Blog Nascentes do Rio Uruguai

Rio das Contas

Ponte sobre o Rio das Contas, no Passo da Barroca. A pequena casa, no outro lado do rio, é o posto de controle fiscal 

Falar no rio Uruguai sem fazer uma referência ao Rio das Contas, é como falar do Rio Amazonas sem citar o Rio Solimões, ou do Rio Jacuí sem aludir ao Caí, ou ao Taquari-Antas. Aqui em São José dos Ausentes serpenteia entre campos, canhadas e matas, fazendo a divisa com Santa Catarina, este pouco conhecido rio das Contas, que ganhou este nome em função de ser num passo dele que se fazia a contagem de gado e cavalos que cruzavam os estados do Rio Grande do Sul e Santa Catarina, para efeito de pagamento de impostos.

Rio largo, água limpa, fundo escuro emprestado pelas negras pedras de basalto, mataria abundante nas margens e campos dobrados nos costados tem a grande responsabilidade de ser o divisor entre os dois estados sulinos.
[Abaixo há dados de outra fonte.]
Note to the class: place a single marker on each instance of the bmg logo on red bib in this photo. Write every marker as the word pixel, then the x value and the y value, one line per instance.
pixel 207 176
No Passo da Barroca, depois da ponte, tem um posto de controle sanitário e fiscal que continua “contando” tudo que passa por ali. Ponte antiga, cansada de segurar os passantes, mostra o desgaste nas suas tábuas já polidas e esfarrapadas. Muitos cascos e pneus gastaram o revestimento que, além de permitir o ir e vir, ainda conta, nas suas fissuras e desgastes, o que o tempo faz com quem se expõe ao atrito dos passantes e do tempo, este último sendo o mais inclemente, persistente e severo corrosivo existente. Ponte com muita história.

Ponte sobre o Rio das Contas, com suas tábuas desgastadas e muita história nas frestas e fibras. Ao fundo o posto de fiscalização de Santa Catarina

Andando pela margem percebo o potencial deste rio que ora se afunda em escuras águas parecendo um lago longo e sereno, ora se expande sobre um leito rochoso que aflora e obriga o rio a correr espalhado formando corredeiras e pequenas cachoeiras. Nestes locais vejo a pureza e transparência da água que me diz da proximidade de suas nascentes que se escondem nas matas e banhados a montante, não muito distante.

Rio das Contas, a montande da ponte da Barroca, com águas mais profundas e a mataria nativa da encosta

A mataria que protege as margens garante proteção ao rio e abrigo a uma grande quantidade de espécies da fauna nativa da região, além de guardar uma diversidade de plantas de todos os tipos, tamanhos e formas. É a riqueza destas matas que me encanta e intriga ao mesmo tempo. Encanta por saber ainda existirem locais assim, tão preservados e muito próximo daquilo que havia aqui antes da chegada dos colonizadores e madeireiros sendo verdadeiros bancos genéticos; intriga por que me pergunto quanto tempo ainda as pessoas poderão usufruir de um local como este, um verdadeiro portal do tempo, fazendo com que se volte duzentos anos atrás e se reconstrua a história, bastando abstrair do local o meu carro branco, a ponte e a casa pintada que representa o controle de quem e o que vai e vem de um lado a outro.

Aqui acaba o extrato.